Black velvet cupcakes feature a rich cocoa flavor and deep black color, achieved through a moist crumb and subtle tang from buttermilk. The baking process involves mixing dry and wet ingredients, then baking until just done, resulting in soft, decadent cupcakes with a striking appearance and tender texture.
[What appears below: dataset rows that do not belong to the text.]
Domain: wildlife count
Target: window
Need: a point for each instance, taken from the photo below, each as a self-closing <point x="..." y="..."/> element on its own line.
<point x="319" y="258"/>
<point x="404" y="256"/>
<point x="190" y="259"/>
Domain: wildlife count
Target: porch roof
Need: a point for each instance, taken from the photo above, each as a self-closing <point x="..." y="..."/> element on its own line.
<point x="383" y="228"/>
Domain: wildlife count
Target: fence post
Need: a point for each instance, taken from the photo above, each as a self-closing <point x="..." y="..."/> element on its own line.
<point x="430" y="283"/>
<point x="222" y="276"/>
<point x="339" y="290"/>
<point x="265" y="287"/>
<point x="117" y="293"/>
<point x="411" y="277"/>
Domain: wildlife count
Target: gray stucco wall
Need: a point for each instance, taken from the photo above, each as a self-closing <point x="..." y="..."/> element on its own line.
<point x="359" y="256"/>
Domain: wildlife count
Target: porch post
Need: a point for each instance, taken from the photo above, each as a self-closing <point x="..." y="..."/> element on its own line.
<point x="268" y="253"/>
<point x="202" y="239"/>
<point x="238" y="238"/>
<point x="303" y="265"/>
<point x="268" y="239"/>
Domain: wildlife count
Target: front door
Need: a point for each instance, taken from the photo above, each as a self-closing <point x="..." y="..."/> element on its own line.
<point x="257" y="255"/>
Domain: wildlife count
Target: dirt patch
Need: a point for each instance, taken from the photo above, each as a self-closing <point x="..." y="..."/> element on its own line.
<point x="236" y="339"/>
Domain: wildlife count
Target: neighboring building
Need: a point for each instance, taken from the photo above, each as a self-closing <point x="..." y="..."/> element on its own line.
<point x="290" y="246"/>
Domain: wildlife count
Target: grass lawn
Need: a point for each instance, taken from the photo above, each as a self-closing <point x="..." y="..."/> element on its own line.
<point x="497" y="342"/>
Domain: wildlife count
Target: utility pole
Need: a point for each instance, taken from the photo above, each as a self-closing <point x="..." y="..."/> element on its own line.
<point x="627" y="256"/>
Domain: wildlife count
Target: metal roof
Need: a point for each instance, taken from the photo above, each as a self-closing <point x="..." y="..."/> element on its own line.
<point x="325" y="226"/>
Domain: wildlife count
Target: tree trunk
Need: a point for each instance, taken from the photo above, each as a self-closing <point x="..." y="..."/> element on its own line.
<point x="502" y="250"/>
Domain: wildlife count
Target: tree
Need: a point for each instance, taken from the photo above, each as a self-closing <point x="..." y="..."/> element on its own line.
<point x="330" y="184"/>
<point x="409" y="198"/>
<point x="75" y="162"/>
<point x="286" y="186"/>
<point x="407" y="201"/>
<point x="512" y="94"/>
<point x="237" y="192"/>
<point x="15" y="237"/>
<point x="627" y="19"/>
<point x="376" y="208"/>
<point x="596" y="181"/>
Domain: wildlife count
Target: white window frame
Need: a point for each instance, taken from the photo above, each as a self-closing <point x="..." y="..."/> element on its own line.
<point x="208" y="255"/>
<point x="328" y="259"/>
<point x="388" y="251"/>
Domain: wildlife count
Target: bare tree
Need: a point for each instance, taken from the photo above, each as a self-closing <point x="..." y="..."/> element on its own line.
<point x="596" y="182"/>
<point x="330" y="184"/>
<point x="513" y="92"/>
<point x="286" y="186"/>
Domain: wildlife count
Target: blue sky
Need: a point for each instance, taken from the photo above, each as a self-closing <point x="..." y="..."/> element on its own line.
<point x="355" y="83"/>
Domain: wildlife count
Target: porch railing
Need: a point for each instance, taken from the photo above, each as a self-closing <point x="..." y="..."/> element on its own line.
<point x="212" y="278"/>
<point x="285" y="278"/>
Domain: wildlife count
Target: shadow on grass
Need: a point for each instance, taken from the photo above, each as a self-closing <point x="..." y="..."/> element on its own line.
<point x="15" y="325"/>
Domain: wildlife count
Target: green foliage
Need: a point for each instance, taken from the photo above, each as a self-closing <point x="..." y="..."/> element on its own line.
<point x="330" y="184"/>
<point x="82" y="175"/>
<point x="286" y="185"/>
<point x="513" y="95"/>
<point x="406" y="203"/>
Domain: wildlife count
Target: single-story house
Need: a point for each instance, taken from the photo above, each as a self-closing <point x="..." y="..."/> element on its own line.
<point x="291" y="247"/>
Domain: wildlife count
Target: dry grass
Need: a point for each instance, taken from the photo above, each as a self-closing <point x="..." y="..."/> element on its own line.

Topped with a creamy frosting, they make for a visually stunning and indulgent treat.
Prep Time 15 minutes
Cook Time 20 minutes
Total Time 35 minutes
Servings: 12
Course: Main Course
Cuisine: baking
Calories: 250

Ingredients
  

  • 1 1/2 cups all-purpose flour sifted
  • 1/2 cup cocoa powder Dutch-processed preferred
  • 1 1/2 teaspoons baking soda
  • 1/2 cup buttermilk
  • 1/2 cup unsalted butter softened, but not melted
  • 1 cup granulated sugar
  • 2 large eggs room temperature
  • 1 1/2 teaspoons vanilla extract

Equipment

  • Mixing bowls
  • Electric hand mixer
  • Measuring cups and spoons
  • Muffin tin and paper liners
  • Cooling rack

Method
 

  1. Preheat your oven to 175°C (350°F) and line a muffin tin with paper liners.
  2. Sift together the flour, cocoa powder, and baking soda into a large mixing bowl. This ensures an even distribution and a smooth batter.
  3. In a separate bowl, beat the softened butter and sugar with an electric mixer on medium speed until the mixture is light, fluffy, and slightly paler in color, about 2-3 minutes. You’ll hear it becoming creamy and see it expand slightly.
  4. Add the eggs one at a time, beating well after each addition, until the mixture is smooth and glossy. The batter may look a bit curdled, but that’s okay.
  5. Stir in the vanilla extract, followed by the buttermilk, mixing until just combined. The batter will look slightly thin but creamy.
  6. Gradually add the sifted dry ingredients to the wet mixture, folding gently with a spatula or mixing on low speed until just combined. Avoid overmixing to keep the cupcakes tender.
  7. Divide the batter evenly among the paper liners, filling each about two-thirds full. You can use an ice cream scoop for even portions.
  8. Bake the cupcakes in the preheated oven for 18-20 minutes. Check doneness by inserting a toothpick into the center; it should come out with moist crumbs, not wet batter.
  9. Remove the cupcakes from the oven and let them cool in the tin for about 5 minutes. Then, transfer them to a wire rack to cool completely. The cupcakes should feel firm but still tender to the touch.
  10. Once cooled, frost the cupcakes with your favorite rich cream cheese or dark chocolate ganache. This completes their decadent, striking look and taste.